Whitehouse and Rep. Henry Waxman (D-Calif.), his co-chairman on the Bicameral Task Force on Climate Change, heard from five companies that touted their efforts to curb company emissions and harden their operations against climate change. The briefing marked the first anniversary of a “climate declaration” signed by 750 companies calling for climate legislation.
Letitia Webster, global director of corporate sustainability for outdoor apparel company VF Corp., said climate change topped its customers’ list of concerns. A major consumer of cotton, VF is taking steps to improve the sustainability of the supply chain, she said. She also made a pitch for carbon legislation and a permanent renewable energy tax credit.
Rob Olson, chief financial officer of Ikea US, announced the company’s investment in a new Hoopeston, Ill., wind farm. The company has a goal of relying on renewable energy for two-thirds of its power, he said.

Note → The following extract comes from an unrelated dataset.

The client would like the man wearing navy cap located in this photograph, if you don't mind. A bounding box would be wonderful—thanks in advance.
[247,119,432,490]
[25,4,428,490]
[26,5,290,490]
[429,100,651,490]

Colin Dyer, president and CEO of commercial real estate company Jones Lang LaSalle, discussed ways to improve building efficiency, including through government action. Kevin Rabinovich, director of global sustainability for Mars Inc., the chocolate maker, said his company had mapped the genome of cocoa and released it into the public domain in hopes of finding more drought-resistant strains of the vital crop. Amy Hargroves, director of corporate responsibility and sustainability for Sprint Communications Inc., made a pitch for good corporate citizenship.
But Hargroves, whose company is based in Kansas, said that climate change is rarely a topic raised during meetings about the company’s sustainability practices.
“We’ve tried to change the dialogue a little bit away from the climate issue because it has so much baggage on it, and instead just talk about the business benefits,” she said.
But Whitehouse said that internal efforts by companies will only go so far toward addressing warming.
“It doesn’t support the next step, which is: How do you break through this little ring of denial that a very small subset of the corporate community has erected around Washington, D.C., very inconsistently with the views and experience of the great majority of the corporate community?” he said.
Whitehouse has said that EPA’s existing power plant guidance that will be proposed later this spring may be a turning point for corporate interest in a carbon price. Faced with a new obligation to limit emissions, he argues, large utilities will demand economywide legislation that would share responsibility.
But while the agency has said little about the proposal it must release early in June, officials have assured stakeholders that it will be cost-effective and will not require today’s power fleet to retrofit with carbon capture and sequestration technology.
The rule is currently undergoing interagency review at the White House.